Réalisées par trois des cinéastes les plus connus d’Iran (Makhmalbaf, Jalili et Taghvaï), les histoires qui composent Les Contes de Kish traduisent chacune le style personnel de leur auteur. Une cartographie idéale du cinéma iranien, en somme, si toutefois Kiarostami ne manquait à l’appel. Cependant, l’aboutissement de ce projet prometteur (chaque cinéaste doit inventer une histoire qui ait pour contexte l’île de Kish) nous déçoit en partie, tant les réalisateurs semblent ne pas livrer ici le meilleur d’eux-mêmes.

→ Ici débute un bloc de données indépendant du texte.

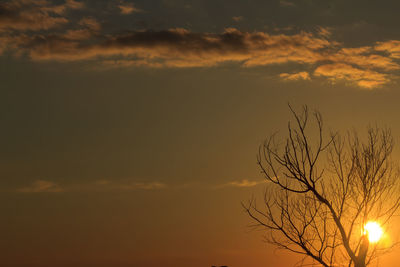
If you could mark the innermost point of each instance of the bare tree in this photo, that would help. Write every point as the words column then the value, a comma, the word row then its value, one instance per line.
column 323, row 189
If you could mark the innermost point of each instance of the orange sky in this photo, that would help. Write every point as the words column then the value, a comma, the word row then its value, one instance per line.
column 130, row 128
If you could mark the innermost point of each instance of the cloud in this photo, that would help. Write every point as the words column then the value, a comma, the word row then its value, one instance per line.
column 367, row 79
column 366, row 66
column 74, row 4
column 182, row 48
column 237, row 18
column 286, row 3
column 128, row 8
column 41, row 186
column 295, row 76
column 392, row 47
column 33, row 15
column 107, row 185
column 241, row 183
column 90, row 28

Le premier sketch, intitulé « Le Bateau grec », et réalisé par Nasser Taghvaï, prend comme point de départ les cartons de marchandise ramenés par la mer et l’effet étrange qu’ils produisent sur la femme d’un boutiquier qui travaille sur le rivage de l’île. Ces cartons aux effigies publicitaires des plus grandes marques internationales constituent la métaphore d’un mal qui ronge l’Iran (mais pas seulement ce pays) : le capitalisme à tout va et son effet pervers sur des traditions millénaires. Si Taghvaï apporte un soin minutieux à la composition de ses plans -les couleurs des cartons forment des compositions qui rappellent le pop’art-, force est de constater que sa structure narrative souffre d’un traitement trop abrupt qui laisse peu de place au sensible.
Dans un registre très différent, Abolfazl Jalili raconte dans « La Bague » l’existence précaire d’un étudiant fauché qui entre clandestinement sur l’île pour trouver du travail. Fidèle à son thème de prédilection -l’enfermement psychologique d’un être confronté à une situation qui le sépare du monde-, le cinéaste reprend la démarche documentaire déjà présente dans Don, sorti récemment. La caméra suit ainsi le jeune homme dans ses moindres mouvements pour faire corps avec lui et renforcer de ce fait le terrible sentiment de solitude qui émane de sa position de reclus. Cependant, le parti pris de réalisme adopté par le cinéaste ne parvient pas à égaler en poésie l’extraordinaire conciliation entre fiction et réalité à l’œuvre dans Danse de la poussière, son œuvre la plus radicale à ce jour.
Le conte composé par Mohsen Makhmalbaf se détache justement du lot par son radicalisme esthétique. Sans nul doute le plus beau plastiquement, « La Porte » se caractérise par l’extrême épure de ses motifs, réduits à quelques silhouettes et à la ligne de démarcation entre le jaune du désert et le bleu du ciel. L’histoire n’est pas plus consistante : un homme marche en compagnie de sa fille et porte sur son dos le dernier bien qui lui reste, une porte. Sur ce dispositif de départ viennent se greffer des situations insolites d’une très grande poésie : un facteur lit à l’homme une lettre d’amour destinée à sa fille, une bande de musiciens demande son chemin. L’intervention impromptue de ces micro-événements crée un climat de puissant onirisme où tout prend valeur de symbole. « La Porte » peut alors se concevoir comme l’acte de résistance d’un vieil homme qui choisit de se retirer du monde avec sa fille plutôt que de continuer à le subir ; à l’image du superbe plan final dans lequel les deux personnages disparaissent sous la porte qui leur sert d’abri contre le soleil, contre le reste…
Au final, Les Contes de Kish se révèlent être un film frustrants. Simple confirmation sans surprise pour les auteurs des deux premières histoires, il nous fait davantage regretter la trop courte durée de celle narrée par Makhmalbaf, qui réussit le mieux à se servir des contraintes de cette composition à plusieurs mains.